1. When taking photos of animals and children, get down on their level. It will give you a perspective of them that you don't normally see, and generally the photo will be more pleasing. I'm not sure where the light is coming from in that photo, but it might have been something you could have used to your advantage more if you'd taken it from a different angle.
2. Any time you have a photograph where there's a pattern or something mostly uniform, your eye will be drawn to whatever breaks that pattern or uniformity. In this case, my eye keeps going to whatever that is at the top. A simple crop would fix that.
3. If you're going to do selective color, expect resistance from the folks around here. Reason being, it's very rarely done well. In this case, you sucked the saturation out of everything but the yellows, which means the bus, the sign, and the graffiti on the mailbox are what stand out. Is there a relationship between those three things that you are trying to show?

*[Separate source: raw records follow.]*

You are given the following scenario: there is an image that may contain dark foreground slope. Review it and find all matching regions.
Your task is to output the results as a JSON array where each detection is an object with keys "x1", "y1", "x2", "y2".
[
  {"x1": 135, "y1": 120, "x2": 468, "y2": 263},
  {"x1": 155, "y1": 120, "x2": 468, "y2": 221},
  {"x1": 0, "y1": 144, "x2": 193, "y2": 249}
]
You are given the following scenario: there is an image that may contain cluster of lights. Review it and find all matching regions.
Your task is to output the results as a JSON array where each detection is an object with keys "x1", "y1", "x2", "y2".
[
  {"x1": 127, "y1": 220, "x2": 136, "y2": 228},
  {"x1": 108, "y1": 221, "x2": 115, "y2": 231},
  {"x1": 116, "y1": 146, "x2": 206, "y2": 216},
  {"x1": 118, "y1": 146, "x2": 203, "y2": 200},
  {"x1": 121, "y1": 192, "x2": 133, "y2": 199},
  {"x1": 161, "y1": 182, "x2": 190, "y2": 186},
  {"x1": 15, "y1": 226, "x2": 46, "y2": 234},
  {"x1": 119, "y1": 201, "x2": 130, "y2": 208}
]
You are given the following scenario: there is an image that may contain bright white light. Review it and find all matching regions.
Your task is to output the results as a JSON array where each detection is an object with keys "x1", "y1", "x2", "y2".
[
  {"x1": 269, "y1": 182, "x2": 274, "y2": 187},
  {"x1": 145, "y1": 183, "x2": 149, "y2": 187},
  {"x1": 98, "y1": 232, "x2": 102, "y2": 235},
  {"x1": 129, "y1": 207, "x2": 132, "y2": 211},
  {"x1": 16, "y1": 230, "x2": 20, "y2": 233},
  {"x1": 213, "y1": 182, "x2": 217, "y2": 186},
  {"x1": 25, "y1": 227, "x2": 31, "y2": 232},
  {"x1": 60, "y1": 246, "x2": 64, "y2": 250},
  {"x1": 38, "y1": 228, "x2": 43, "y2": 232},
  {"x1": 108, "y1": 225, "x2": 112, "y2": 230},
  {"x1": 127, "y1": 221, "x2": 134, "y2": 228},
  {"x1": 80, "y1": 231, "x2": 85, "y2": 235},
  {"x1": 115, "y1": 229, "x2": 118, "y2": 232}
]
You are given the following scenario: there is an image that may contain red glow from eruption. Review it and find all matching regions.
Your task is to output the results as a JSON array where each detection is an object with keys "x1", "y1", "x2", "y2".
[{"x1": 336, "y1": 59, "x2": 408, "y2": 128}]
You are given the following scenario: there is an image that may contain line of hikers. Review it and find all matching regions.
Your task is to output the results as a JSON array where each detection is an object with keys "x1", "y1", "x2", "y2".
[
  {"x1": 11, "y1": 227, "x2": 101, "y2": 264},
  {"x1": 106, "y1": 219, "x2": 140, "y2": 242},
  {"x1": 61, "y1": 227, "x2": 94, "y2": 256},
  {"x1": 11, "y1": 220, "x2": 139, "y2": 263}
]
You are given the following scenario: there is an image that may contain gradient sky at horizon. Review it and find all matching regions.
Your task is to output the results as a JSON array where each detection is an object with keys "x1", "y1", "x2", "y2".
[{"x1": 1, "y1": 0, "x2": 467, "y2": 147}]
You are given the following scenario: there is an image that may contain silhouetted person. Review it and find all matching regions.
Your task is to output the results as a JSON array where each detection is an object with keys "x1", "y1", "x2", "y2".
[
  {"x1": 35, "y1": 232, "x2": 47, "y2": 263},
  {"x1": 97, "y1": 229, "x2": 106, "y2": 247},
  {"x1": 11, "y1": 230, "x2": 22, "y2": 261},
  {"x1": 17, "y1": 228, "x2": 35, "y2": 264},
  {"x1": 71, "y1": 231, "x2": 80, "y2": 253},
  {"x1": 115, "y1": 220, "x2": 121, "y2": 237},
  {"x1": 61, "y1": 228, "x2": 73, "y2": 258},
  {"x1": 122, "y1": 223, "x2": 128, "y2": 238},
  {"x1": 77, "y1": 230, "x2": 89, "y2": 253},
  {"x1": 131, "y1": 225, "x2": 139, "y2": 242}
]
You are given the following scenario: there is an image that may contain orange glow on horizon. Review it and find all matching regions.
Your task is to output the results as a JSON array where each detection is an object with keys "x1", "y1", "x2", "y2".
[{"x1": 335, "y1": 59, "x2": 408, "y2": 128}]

4 and 5. Read up on the "exposure triangle" (aperture, shutter speed, ISO). A smaller aperture and longer shutter speed would have given you some streaks from the traffic that would have made these a bit more interesting. What was your reason for the different approaches to processing between 4 and 5?
6. I don't think I have any tips for this one; it's just kind of a snapshot. Maybe if you could tell us what about it makes it one of your favorites, we could give you some more specific ideas for improving.